Sa voix ne fut que murmure ; pourtant il était convaincu de ce qu'il disait. Bien sûr, qu'on essaie. On y va, on court, on vole, on s'accroche aux lampes et on se créé un escalier de poubelles pour mieux monter jusqu'au Paradis ; il s'en foutait tellement, complètement, éperdument. Tout ce qui importait était de garder cette main entre ses doigts, de s'élancer vers l'avenir et de ne rien perdre en chemin. De ne pas se perdre en chemin.
Son corps vacilla, chancelant, lorsque la demoiselle s'écroula au sol comme une feuille de papier abandonnée au vent ; perturbé, il se pencha sans la lâcher. Accroupi, il secoua son épaule. Le sol continuait d'onduler et il voyait des lumières de toutes les couleurs devant ses yeux, pire que lors de certains de ses mauvais trip. Ça n'allait pas fort. Son cœur battait fort. Fort fort fort fort fort.

« Hey. L'étoile. »

De nouveau, il secoua son épaule fragile ; lâcha sa main et, péniblement, la redressa en passant son bras sous son épaule.
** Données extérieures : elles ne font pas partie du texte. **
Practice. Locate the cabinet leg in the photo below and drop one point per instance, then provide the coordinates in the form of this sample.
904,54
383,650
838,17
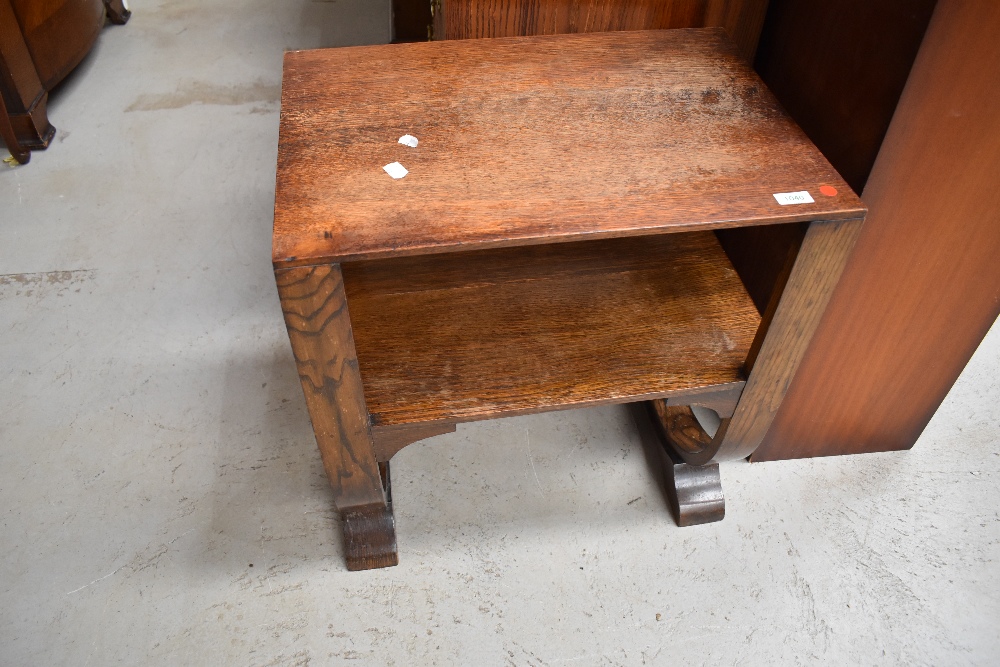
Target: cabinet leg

Mauvais plan, vu comme il tremblotait sous son propre poids, mais allez lui expliquer ça.

« Allez, on y va. Allez, viens. Allez. Her ? T'as dit qu'on essayait. Allez, on essaie. Her, miss. Tu viens ? »

Tentative de pas en avant ; il s'écroula avec elle. De nouveau au sol, à moitié accroché à elle, il ignora royalement les regards des quelques passants marchant alentours pour mieux se tourner vers sa compagne de route.
Elle allait bien se réveiller. Hein ? Hein, qu'elle allait se réveiller. Elle ne pouvait pas le laisser comme ça.

Pas maintenant, non, pas maintenant.